Ezra Klein is puzzled. On the one hand, she wants a lower price tag. On the other hand, she wants more generous subsidies.
I think what Olympia Snowe wants is not to vote for an unpopular health care bill that pisses off her constituents. She's already the Republican who enabled the stimulus. If she does this, she's going to have to leave the party. The electoral history of Lieberman, Jeffords, and Specter does not indicate that leaving your party for the other side is the gateway to an exciting and rewarding electoral career. If she leaves the party and Republicans regain the Senate, they will take their revenge.
Maine has had an unpleasant recent experience with guaranteed issue and community rating. It's a high cost state even for employer based insurance, which means that more of its citizens are likely to get hit with the excise tax on "Cadillac coverage" that seems to be on the table.
The problem is that what she wants--a cheap bill that doesn't either force a bunch of people to buy coverage they can't afford, or leave a bunch of people uninsured--is not possible. I assume that she actually knows this. So her public dithering means one of two things: she has decided to break with her party, and she wants to signal how difficult this decision is; or she has decided to torpedo the hope of busting a filibuster, and wants to signal to her Democratic constituents that she was forced to it by a bad plan. Which is it? Only God and Olympia Snowe know.
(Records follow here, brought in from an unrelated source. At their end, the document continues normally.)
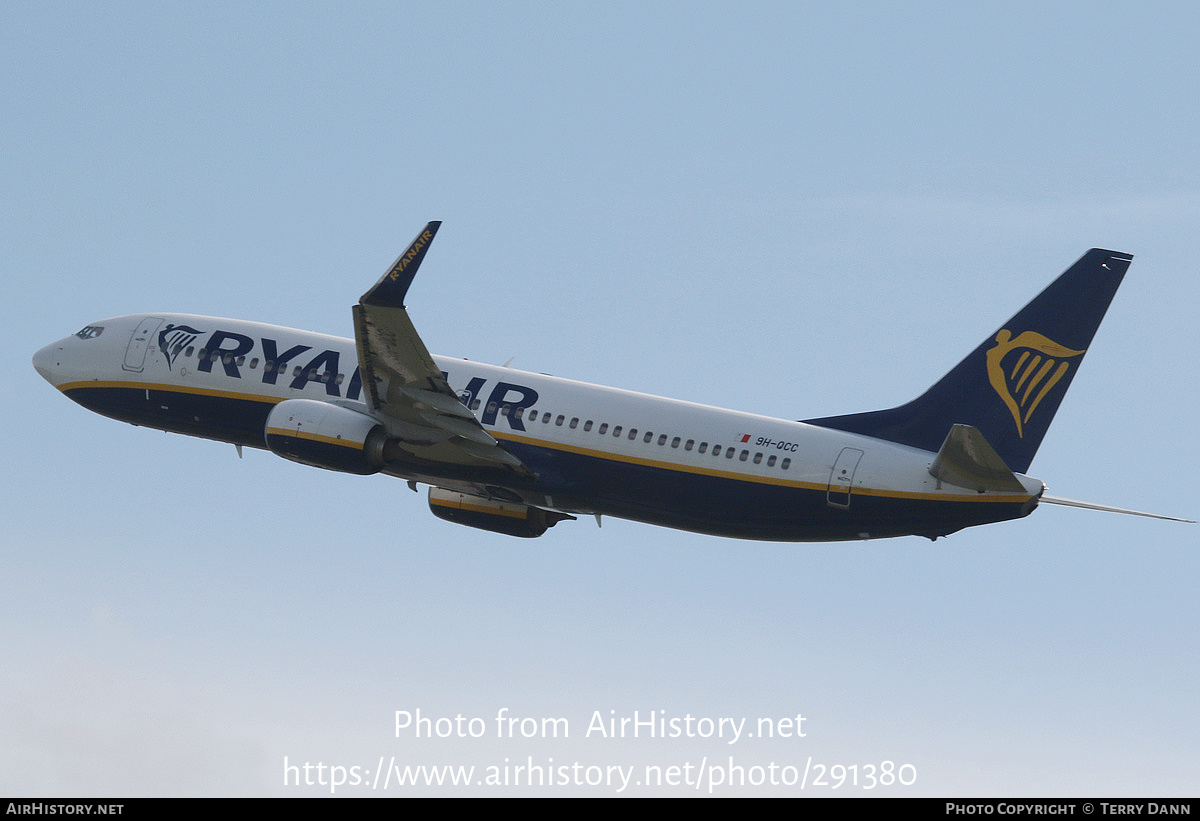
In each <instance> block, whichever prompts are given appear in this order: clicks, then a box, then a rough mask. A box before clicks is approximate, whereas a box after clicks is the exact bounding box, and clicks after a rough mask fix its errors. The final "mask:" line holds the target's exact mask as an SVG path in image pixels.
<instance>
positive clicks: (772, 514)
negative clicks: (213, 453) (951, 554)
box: [66, 385, 1036, 541]
mask: <svg viewBox="0 0 1200 821" xmlns="http://www.w3.org/2000/svg"><path fill="white" fill-rule="evenodd" d="M66 394H67V395H68V396H70V397H71V398H72V400H74V401H76V402H78V403H79V404H82V406H84V407H85V408H88V409H90V410H94V412H96V413H100V414H103V415H106V417H110V418H113V419H119V420H121V421H127V423H132V424H134V425H144V426H148V427H156V429H162V430H167V431H173V432H178V433H187V435H191V436H198V437H204V438H209V439H217V441H221V442H230V443H234V444H240V445H246V447H252V448H265V447H266V444H265V439H264V435H265V425H266V417H268V414H269V413H270V410H271V408H272V407H274V404H275V403H274V402H271V401H259V400H253V398H242V397H229V396H211V395H203V394H191V392H180V391H164V390H155V389H152V388H151V389H149V391H148V390H145V389H136V388H127V386H95V388H91V386H79V385H77V386H73V388H70V389H68V390H67V391H66ZM504 447H505V449H508V450H509V451H510V453H512V454H514V455H515V456H516V457H517V459H520V460H521V461H522V462H524V465H527V466H528V467H529V468H530V469H532V471H533V472H534V473H535V474H536V475H538V481H536V483H535V484H514V483H505V486H506V487H509V489H511V490H514V491H516V492H518V493H521V495H522V496H524V497H526V498H527V499H540V498H541V497H547V498H548V499H550V503H551V504H552V505H553V507H554V508H558V509H563V510H572V511H577V513H587V514H593V513H599V514H602V515H607V516H616V517H618V519H629V520H634V521H640V522H647V523H652V525H660V526H665V527H672V528H679V529H684V531H694V532H697V533H707V534H712V535H720V537H732V538H739V539H761V540H770V541H840V540H853V539H865V538H872V539H875V538H883V537H896V535H925V537H930V538H932V537H938V535H946V534H948V533H953V532H955V531H959V529H961V528H964V527H971V526H973V525H985V523H989V522H998V521H1006V520H1010V519H1020V517H1021V516H1026V515H1028V514H1030V513H1031V511H1032V510H1033V508H1034V507H1036V501H1031V502H962V501H955V502H948V501H938V499H920V498H904V497H889V496H875V495H870V496H868V495H852V496H851V497H850V504H848V507H835V505H830V504H829V502H828V498H827V493H826V491H824V489H814V487H796V486H787V485H774V484H767V483H761V481H752V480H749V479H736V478H730V477H714V475H708V474H700V473H692V472H688V471H680V469H671V468H667V467H658V466H653V465H637V463H630V462H628V461H617V460H610V459H604V457H600V456H594V455H589V454H580V453H574V451H570V450H562V449H557V448H548V447H541V445H536V444H529V443H523V442H504ZM396 472H398V473H406V471H404V468H403V467H398V468H397V471H396ZM412 473H413V474H414V475H415V474H419V475H422V477H425V475H428V469H427V466H421V467H420V469H416V471H413V472H412ZM448 477H449V474H448ZM452 478H455V479H461V478H462V477H452Z"/></svg>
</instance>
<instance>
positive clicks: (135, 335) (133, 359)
mask: <svg viewBox="0 0 1200 821" xmlns="http://www.w3.org/2000/svg"><path fill="white" fill-rule="evenodd" d="M161 324H162V317H145V318H144V319H143V320H142V322H139V323H138V326H137V328H134V329H133V334H132V335H130V344H128V346H127V347H126V348H125V361H122V362H121V367H122V368H124V370H126V371H133V372H134V373H140V372H142V370H143V368H144V367H145V366H146V350H148V349H149V348H150V340H151V338H152V337H154V332H155V331H156V330H158V325H161Z"/></svg>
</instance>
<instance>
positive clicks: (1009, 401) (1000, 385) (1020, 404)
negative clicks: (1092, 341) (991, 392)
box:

I will say that she must know that time is not the friend of the Democrats on the issue. The longer this drags out, the more opportunity there is for something to go wrong. Every time the Republicans force them to take some bad-sounding provision out of the bill, public trust erodes. So the longer she dithers, the less helpful she is to the Democrats. She may be hoping that if she holds out long enough, the Democrats will break ranks and she won't have to make a painful choice. This does not seem very likely to me. But what does it cost her to try?